Christ Church’s next move: Congregation awaits DEP decision and challenges partial tax exemption Wednesday, January 04, 2006
By CHRIS SAGONA of The Montclair Times
While the rest of Montclair was ringing in the New Year at the First Night gala or at a private fete, members of Christ Church were having a party of their own. Members held a 10 p.m. worship service to ring in the New Year. But as happens lately in the 900-seat Romanesque church on Trinity Place and Church Street, the sanctuary was soon filled and many congregants were ushered to other rooms to watch the service on large-screen televisions.
Space has been an increasing problem for the church, which now has more than 5,000 members, a sharp rise since beginning with several hundred congregants in 1986.
Senior Pastor David Ireland is leading the church in its effort to build a larger church home in Rockaway. Members intend to build a 2,522-seat sanctuary, with Sunday School classrooms, and facilities for students in kindergarten through 5th grade, as well as recreational facilities.
In 2005, the church paid $10.2 million for 101 acres on Green Pond Road in Rockaway, property which was owned by Agilent Techonogies.
Church administrative offices were moved to the new location at the end of September, although worship services are still being held in Montclair.
Ireland alleges the church’s efforts to win approval for redeveloping the property has met resistance by Rockaway officials.
Last April, a lawsuit was filed in federal court against the Township of Rockaway and New Jersey government officials, alleging religious discrimination.

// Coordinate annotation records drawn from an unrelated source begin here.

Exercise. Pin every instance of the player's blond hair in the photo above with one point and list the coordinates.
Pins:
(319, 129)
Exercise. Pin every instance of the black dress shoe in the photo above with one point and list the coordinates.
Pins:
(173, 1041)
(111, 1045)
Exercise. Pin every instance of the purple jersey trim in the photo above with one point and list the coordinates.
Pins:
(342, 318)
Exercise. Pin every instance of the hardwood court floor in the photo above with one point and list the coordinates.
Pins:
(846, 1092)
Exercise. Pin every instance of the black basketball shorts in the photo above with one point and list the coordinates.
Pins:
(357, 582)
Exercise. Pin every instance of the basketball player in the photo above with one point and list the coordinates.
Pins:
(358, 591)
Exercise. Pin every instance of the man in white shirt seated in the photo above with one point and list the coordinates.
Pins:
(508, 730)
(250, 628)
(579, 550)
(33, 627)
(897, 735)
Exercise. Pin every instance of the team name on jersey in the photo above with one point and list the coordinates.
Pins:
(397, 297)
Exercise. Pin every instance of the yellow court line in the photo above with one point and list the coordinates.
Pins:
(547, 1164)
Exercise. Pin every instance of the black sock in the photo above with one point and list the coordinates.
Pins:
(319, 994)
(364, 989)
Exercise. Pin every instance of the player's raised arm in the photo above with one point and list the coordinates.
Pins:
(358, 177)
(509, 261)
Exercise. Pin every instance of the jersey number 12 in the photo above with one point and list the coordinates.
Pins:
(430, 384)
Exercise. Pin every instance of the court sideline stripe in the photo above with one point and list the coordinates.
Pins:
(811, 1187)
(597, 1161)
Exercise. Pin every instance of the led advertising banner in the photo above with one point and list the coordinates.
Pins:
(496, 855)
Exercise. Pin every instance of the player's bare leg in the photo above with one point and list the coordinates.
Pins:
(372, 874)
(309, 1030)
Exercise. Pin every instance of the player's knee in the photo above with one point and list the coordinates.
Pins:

The church now has news of tax assessments and state Department of Environmental Protection findings to deal with, according to Marc Weinstein, spokesman for Christ Church.

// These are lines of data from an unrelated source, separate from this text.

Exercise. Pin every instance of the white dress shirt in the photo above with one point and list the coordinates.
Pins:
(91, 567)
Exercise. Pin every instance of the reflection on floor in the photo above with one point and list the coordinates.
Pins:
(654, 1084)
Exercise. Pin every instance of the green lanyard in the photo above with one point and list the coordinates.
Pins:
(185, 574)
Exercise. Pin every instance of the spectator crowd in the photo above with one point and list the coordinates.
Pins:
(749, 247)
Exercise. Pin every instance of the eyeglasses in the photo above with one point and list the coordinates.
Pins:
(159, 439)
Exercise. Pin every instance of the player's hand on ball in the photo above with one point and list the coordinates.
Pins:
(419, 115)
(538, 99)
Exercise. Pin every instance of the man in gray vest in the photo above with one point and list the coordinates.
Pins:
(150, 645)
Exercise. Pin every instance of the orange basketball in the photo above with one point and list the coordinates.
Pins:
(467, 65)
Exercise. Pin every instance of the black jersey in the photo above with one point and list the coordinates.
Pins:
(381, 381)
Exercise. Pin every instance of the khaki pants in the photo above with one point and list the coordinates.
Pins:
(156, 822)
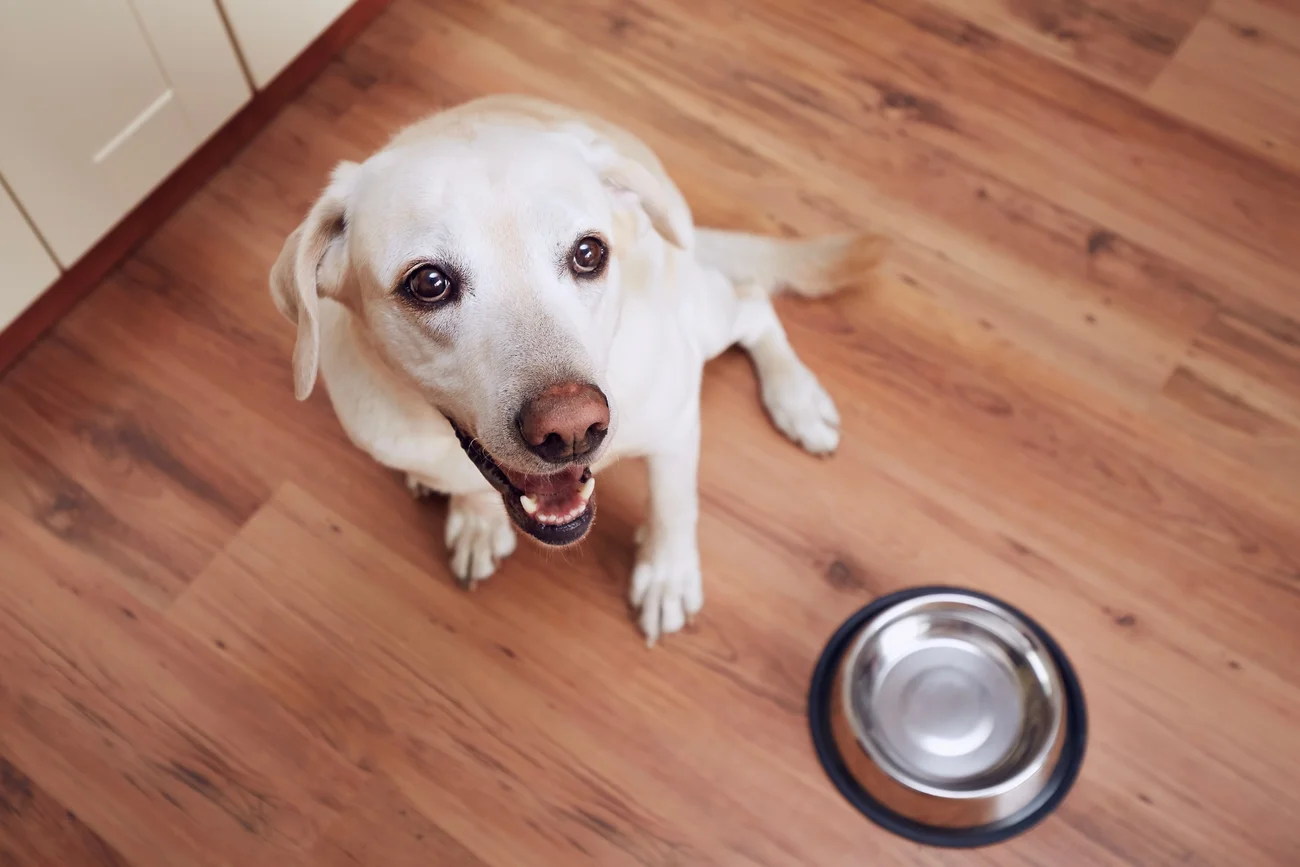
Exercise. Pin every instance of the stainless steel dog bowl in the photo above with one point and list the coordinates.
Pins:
(948, 716)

Weinstein said although the church should have received a 100 percent tax exemption, they have been notified by the Rockaway tax assessor that they have received a 15 percent exemption.
“Sixty-five thousand square feet is being exempted,” said Mark Burek, the township’s tax assessor. “I sent them a letter exempting a portion of the property, and now it’s up to them to deal with it.”
Weinstein said the church is considering appealing the assessor’s decision.
“Basically the administration is trying to block us … We totally disagree with the decision [regarding tax exemption] and the criteria the assessor used,” said Weinstein. “We believe the assessor is tainted by the very fact he’s an employee of the current administration. It’s sort of like the fox guarding the henhouse.”
Weinstein also said the church is awaiting a decision by the DEP. The church received an exemption prior to the Highlands Law, (which sets land use and water protection standards in the Highland area), was enacted but the state Appellate Court has since decided to reexamine the decision, he said.
“I guess they felt the plans were not as comprehensive as they should have been,” said Weinstein. “But we believe the DEP will side with us and not revoke the exemption. The church has always said it will adhere to the highest environmental standards, even if receiving the exemption. I might add that it’s an industrial site and this is a church. It doesn’t produce industrial waste. We are thinking the church is probably best suited for the site.”
The lawsuit also claims that the township’s zoning ordinance should be rendered invalid, alleging it is arbitrary, capricious and unreasonable in its treatment of houses of worship versus other assembly uses. It further alleges the defendants manufactured discriminatory and improper barriers to Christ Church’s proposed redevelopment of the property. It also alleges the defendants stiffed up local opposition to the church.
The Rockaway business administrator did not return a telephone call prior to press time.
Now, lets take a closer look at that statement, like a good newspaper should have:
1. The existing cc sanctuary in Montclair is 25,000 square feet.
2. The previous Verona office building for the 50 money counters was 10,000 square feet.
Now, those 50 money counters have been moved to Rockaway township. They need no more space to count their money now than they did in Verona, right? (Unless they have experienced explosive financial growth recently) So the true tax exemption should have been based on 10,000 square feet and not 65,000 square feet. Furthermore, the combined sanctuary plus the office space for cc was 35,000 square feet prior to the partial move to RT. Mark Bucek, afforded them a tax deduction equal to roughly twice their entire physical plant as it existed a few months ago.
Pray tell me how RT has been unfair about this? As an RT taxpayer, I believe that Mark did not do his job properly; he is dramatically undertaxing cc based on its present use of the GPR facility. In summary, ire-land moved a 10,000 square foot business office into a 265,000 square foot research complex, and that should be RT's problem? What an A$$hole!